The "war of the tomatoes"
Tomatoes bring a lot of foreign currency back to Mexico. Its export sales have indeed more than doubled in the past ten years, giving Mexico the enviable position of the world's leading exporter, ahead of the Netherlands. In 2017 (according to the latest available figures, published by the Atlas agroalimentario 2018 of the SIAP), no less than one and a half million (1,576,000) tons of Mexican tomatoes have left the territory, mainly to the United States* but also to Canada, a potentially buoyant market.

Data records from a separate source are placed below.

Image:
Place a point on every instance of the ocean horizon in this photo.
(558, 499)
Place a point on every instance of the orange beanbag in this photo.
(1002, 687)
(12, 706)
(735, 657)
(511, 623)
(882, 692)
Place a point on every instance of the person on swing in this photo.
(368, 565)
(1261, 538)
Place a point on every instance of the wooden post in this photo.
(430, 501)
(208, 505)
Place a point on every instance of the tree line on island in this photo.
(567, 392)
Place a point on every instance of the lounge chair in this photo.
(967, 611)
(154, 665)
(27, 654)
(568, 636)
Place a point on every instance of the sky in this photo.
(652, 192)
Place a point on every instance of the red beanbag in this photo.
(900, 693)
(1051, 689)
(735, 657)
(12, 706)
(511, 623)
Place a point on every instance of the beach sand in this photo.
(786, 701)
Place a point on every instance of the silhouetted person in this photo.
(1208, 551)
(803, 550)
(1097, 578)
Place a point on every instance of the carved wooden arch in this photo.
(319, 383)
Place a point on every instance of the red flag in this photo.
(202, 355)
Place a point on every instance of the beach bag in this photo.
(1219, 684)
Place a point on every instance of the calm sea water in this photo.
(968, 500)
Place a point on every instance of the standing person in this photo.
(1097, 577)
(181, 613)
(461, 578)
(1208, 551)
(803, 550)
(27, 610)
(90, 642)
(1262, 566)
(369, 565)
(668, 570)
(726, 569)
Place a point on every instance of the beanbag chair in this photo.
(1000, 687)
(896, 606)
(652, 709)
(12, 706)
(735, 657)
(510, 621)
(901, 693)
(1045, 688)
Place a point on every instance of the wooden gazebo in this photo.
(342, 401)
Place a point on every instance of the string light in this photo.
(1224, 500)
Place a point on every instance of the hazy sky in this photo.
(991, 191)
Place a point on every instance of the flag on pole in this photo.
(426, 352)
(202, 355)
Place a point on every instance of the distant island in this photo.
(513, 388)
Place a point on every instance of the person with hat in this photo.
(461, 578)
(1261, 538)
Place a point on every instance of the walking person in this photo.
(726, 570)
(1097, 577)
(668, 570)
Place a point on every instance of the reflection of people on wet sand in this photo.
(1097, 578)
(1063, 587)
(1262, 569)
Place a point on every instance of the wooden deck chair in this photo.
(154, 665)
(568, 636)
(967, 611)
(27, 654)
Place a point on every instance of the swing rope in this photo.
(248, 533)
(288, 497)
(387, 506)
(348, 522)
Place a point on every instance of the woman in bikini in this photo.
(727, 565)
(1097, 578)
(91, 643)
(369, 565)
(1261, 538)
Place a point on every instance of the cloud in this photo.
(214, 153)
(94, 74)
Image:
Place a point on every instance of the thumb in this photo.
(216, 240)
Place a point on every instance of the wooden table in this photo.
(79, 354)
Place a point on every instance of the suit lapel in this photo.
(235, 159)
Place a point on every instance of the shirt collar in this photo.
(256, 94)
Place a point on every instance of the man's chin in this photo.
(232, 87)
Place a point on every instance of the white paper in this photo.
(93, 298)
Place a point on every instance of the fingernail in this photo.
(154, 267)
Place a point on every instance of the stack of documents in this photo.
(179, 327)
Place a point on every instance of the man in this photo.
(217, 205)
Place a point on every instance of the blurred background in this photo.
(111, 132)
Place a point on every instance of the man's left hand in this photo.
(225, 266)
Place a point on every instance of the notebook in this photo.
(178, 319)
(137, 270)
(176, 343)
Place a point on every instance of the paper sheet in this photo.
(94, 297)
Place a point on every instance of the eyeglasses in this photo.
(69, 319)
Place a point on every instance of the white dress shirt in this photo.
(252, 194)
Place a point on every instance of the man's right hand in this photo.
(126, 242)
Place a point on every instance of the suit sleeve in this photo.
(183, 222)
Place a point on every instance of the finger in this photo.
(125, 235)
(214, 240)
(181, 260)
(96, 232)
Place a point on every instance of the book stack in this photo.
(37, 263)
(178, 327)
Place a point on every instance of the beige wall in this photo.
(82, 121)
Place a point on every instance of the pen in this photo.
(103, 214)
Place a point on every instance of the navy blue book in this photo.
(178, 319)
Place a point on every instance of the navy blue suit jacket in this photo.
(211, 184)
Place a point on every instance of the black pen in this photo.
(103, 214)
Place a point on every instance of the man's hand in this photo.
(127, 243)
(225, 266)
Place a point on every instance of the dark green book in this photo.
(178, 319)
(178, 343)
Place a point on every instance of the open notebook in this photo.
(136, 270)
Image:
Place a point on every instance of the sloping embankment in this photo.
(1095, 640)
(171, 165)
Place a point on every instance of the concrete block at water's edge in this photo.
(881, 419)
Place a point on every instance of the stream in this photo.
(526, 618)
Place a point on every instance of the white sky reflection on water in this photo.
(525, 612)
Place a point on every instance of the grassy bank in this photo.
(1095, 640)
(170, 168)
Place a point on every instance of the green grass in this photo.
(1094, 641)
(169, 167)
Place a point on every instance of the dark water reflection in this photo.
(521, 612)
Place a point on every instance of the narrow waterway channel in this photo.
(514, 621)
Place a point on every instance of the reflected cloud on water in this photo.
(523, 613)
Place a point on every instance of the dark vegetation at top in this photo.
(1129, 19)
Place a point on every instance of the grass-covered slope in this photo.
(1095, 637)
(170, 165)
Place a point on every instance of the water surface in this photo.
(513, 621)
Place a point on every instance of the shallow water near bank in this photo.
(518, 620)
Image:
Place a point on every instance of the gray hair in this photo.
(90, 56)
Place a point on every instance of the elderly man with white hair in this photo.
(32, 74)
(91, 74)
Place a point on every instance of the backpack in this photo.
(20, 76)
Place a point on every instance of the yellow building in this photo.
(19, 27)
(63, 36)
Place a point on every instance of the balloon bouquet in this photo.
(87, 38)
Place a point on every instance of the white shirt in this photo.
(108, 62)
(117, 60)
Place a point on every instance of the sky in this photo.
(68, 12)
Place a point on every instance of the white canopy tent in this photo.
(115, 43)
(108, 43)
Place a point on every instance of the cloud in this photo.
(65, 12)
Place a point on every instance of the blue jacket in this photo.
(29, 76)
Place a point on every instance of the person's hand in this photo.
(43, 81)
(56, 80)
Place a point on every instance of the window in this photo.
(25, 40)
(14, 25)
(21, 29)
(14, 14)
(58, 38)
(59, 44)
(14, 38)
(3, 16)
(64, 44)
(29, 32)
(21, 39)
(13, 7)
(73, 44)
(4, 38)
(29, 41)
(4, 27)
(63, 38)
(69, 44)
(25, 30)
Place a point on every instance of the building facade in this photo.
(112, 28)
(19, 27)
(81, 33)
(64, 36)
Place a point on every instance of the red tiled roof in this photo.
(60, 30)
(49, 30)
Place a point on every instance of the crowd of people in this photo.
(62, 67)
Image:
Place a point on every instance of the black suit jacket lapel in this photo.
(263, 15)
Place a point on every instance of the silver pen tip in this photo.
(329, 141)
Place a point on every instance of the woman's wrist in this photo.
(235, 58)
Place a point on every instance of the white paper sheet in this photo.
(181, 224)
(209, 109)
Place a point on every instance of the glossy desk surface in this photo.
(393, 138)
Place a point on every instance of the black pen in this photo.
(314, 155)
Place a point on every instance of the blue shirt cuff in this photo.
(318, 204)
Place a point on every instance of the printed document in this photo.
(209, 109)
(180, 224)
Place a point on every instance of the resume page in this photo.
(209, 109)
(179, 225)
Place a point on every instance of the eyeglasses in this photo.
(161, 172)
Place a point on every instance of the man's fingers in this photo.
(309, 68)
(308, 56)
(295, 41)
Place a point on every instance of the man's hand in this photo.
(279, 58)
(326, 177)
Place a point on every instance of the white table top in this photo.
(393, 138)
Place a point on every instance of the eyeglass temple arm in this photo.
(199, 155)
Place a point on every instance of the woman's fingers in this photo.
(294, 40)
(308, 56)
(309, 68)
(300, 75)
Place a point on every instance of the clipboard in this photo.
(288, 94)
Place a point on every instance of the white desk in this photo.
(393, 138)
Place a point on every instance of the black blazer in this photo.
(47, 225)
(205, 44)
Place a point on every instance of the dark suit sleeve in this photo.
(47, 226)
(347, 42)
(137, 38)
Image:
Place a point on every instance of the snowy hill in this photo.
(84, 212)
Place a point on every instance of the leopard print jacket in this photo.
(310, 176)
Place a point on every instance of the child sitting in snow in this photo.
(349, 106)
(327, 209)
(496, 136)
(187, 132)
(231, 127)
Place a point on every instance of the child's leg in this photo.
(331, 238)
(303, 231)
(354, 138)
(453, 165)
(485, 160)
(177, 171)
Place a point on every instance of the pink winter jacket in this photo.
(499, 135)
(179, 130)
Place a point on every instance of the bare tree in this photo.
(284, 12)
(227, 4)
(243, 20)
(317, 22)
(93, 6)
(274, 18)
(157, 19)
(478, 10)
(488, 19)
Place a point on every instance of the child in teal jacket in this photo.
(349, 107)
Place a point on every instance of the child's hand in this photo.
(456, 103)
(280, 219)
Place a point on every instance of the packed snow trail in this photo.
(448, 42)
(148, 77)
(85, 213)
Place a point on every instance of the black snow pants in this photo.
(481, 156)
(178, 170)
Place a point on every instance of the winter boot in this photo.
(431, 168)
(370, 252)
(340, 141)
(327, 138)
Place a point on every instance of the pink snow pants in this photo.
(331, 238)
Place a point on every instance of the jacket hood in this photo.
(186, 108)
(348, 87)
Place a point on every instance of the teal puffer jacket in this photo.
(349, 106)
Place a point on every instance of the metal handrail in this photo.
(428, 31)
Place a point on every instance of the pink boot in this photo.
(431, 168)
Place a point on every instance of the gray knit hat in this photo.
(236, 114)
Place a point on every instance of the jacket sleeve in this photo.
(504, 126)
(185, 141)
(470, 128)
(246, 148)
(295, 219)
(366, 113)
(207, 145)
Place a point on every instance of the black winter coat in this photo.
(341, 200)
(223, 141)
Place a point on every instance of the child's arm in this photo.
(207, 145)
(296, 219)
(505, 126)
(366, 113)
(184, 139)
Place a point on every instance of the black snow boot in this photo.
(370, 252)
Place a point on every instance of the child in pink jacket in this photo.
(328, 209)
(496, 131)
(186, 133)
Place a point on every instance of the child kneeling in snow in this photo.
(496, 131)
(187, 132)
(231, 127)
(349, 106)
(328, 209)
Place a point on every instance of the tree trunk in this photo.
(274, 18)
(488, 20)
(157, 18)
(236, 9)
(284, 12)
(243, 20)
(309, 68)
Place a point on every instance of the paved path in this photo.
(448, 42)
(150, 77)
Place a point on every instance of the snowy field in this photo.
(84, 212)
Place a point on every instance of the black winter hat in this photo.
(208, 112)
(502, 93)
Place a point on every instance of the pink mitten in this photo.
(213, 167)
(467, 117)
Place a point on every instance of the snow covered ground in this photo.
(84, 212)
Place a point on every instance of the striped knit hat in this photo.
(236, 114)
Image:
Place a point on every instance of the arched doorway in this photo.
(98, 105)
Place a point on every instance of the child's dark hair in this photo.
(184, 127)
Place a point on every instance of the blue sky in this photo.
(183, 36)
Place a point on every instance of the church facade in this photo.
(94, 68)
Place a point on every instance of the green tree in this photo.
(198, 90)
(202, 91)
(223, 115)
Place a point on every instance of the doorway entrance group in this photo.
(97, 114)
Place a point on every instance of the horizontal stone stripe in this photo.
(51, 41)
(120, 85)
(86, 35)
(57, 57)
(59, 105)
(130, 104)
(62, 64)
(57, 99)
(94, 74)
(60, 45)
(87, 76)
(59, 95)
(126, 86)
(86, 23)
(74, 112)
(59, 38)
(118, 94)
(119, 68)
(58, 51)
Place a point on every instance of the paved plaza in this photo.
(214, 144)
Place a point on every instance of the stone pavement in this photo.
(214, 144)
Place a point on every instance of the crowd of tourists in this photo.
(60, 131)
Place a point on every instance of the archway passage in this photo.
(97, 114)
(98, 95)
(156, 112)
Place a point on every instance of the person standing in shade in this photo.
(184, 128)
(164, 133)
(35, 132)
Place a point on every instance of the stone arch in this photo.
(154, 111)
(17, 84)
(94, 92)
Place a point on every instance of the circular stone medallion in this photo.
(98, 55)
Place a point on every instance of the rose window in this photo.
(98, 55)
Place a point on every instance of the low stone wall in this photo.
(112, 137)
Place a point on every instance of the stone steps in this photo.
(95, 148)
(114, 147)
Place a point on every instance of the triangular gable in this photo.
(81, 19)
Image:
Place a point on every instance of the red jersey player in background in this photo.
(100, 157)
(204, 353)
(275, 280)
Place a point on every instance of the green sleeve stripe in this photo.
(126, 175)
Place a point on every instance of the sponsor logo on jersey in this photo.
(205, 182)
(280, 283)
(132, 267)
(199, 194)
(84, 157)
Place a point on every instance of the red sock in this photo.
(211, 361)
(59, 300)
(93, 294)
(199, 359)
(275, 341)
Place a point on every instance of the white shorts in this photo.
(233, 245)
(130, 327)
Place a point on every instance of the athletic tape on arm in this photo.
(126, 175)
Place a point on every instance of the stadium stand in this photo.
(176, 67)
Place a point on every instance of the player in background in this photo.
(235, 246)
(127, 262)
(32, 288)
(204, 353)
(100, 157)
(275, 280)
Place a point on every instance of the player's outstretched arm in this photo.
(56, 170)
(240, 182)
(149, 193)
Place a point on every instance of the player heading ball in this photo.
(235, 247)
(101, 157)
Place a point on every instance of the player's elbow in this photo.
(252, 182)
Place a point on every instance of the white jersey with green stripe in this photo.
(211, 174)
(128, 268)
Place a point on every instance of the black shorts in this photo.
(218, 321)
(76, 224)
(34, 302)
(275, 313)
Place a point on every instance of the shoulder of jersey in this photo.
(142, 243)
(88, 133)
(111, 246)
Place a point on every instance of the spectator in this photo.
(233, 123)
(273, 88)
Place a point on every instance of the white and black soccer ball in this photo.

Total production, also growing steadily since 2013 (and 10th in the world rankings) amounts to more than 3 million tons, still in 2017**. Mexican tomatoes are mainly produced in the state of Sinaloa (more than 900 thousand tons in 2017), but the other traditionally producing states have also seen their sales increase take off. The state of San Luis Potosí, for example, has increased its production 300 percent since 2012, which has help it climb to the second national ranking production state.
This market growing dynamism is not so well seen by its main client. And the United States would apparently be ready to reopen a "tomato war". As a reminder, in 1996, Florida tomato growers led an offensive against the US Department of Commerce, accusing Mexican producers of unfair competition to enter the market. The trilateral agreement (NAFTA) suspended the ongoing investigation, and Commerce then negotiated a "suspension" agreement with producers, establishing guaranteed price compliance. In 2012, a new petition from Florida producers reactivated the “trade controversy”. The suspension agreement was then renewed, thus avoiding protectionist measures on the part of the United States.
Unfortunately, this agreement is coming to an end in 2019 ... reviving said controversy. President Donald Trump has already unearthed the hatchet by deciding on Tuesday, May 7, to revoke the suspension agreement and raise tariffs to 17.5% for Mexican tomatoes, on the grounds the implementation of anti-dumping measures (Expansion). A decision that should appeal to some of its electorate in Florida, but that will probably increase the price of Ketchup (among other products)!
Thus… "The tomato war" is has been officially declared!